Saturday, March 08, 2008

Where do we go from here?*

Last couple of weeks has been about writing and editing my CV and looking for new places to go. This since my postdoctoral position is up within a few months. It’s been a few years since I was in this position – thinking what I want to do with my life work wise that is. Or, maybe it would be more accurate to say that I have never been in this position since I embarked on my post doc with the statement “I’ll try this post doc stuff and see if I am really a scientist and want to stay within academia”. Now when I think about it I am less sure and more uncertain. Some things are apparent to me; I love science and investigating things (i.e. bacteria and other stuff like it).

However, I am in doubt that I am cut out for academia and applying for grants and living the “two year life” with reapplying grants based on my wonderful publications… I think I might be better in an environment where people collaborate a little more, that said this might be an experience specific to my “large high profile institute”(tm) where people seem to be more afraid of loosing ideas and research to others? Then again, I think it might be more in my line of style to be in a different environment all together?

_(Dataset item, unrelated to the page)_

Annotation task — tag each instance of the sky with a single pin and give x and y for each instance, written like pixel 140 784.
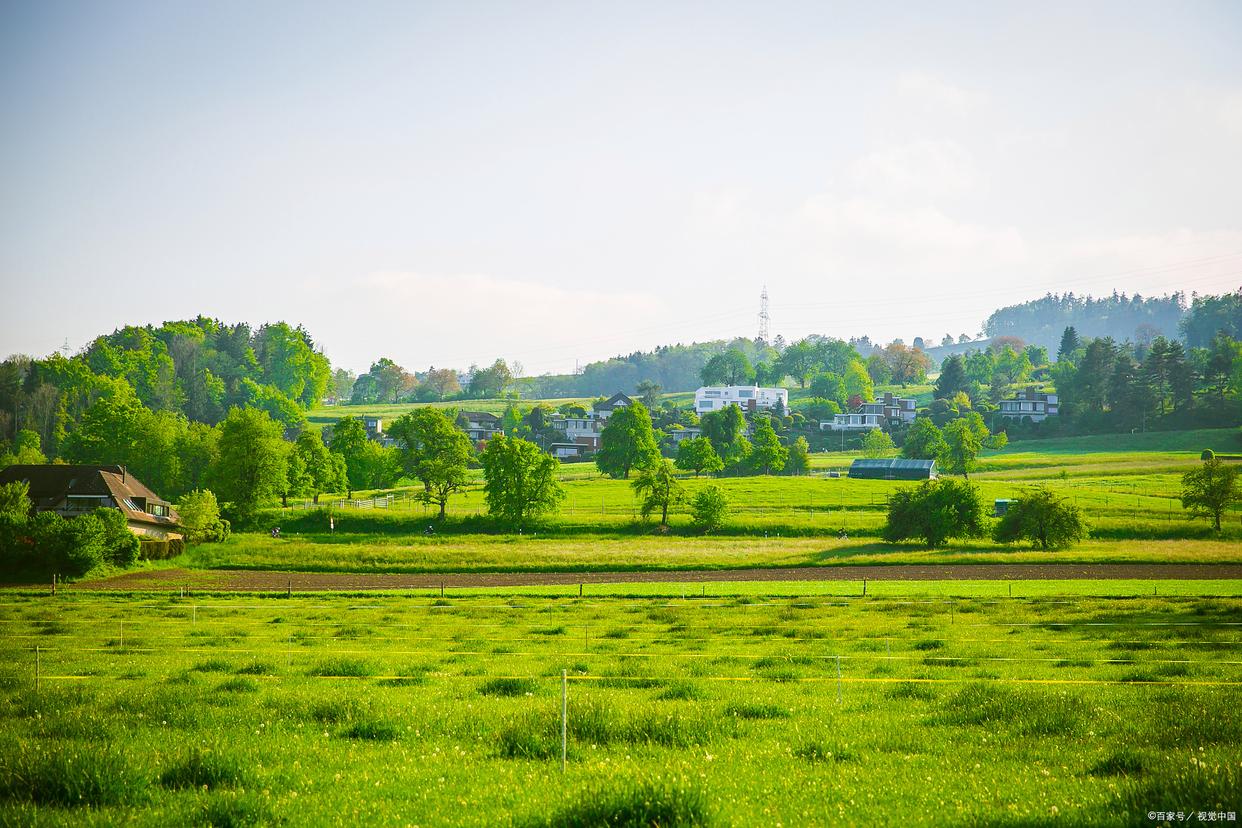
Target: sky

The sum of all my thinking so far is that I don’t know. The unusual feeling for me is that I feel almost excited about the fact that I have no clue what or where I am going to end up in September. I have a feeling, and is quite convinced, that I will go back “home” to the motherland, or at least Europe (already throwing in other parameters…). The main fear? To end up unemployed for more than two months, staying at a couch at one of my friends.

Do I really think that will happen? Not really. Although, I have decided to focus on positive things rather than “what will I do if nothing pans out as I kind of want it”. It seems like a waste of energy to think about the bad-worst scenario at this moment. (Let’s save that for June or so when I am sure I will be more in a panicky state than now. And when I have to be more panicky than now.)

Overall, I am surprised by myself, in a positive way. Not only after looking at my CV the other day and realizing that I actually liked it. “It looks impressive and I have skills and experience that I would want in someone that I want to hire.”

I guess it is only to embody that feeling in my cover letters that I will be sending out, starting next week.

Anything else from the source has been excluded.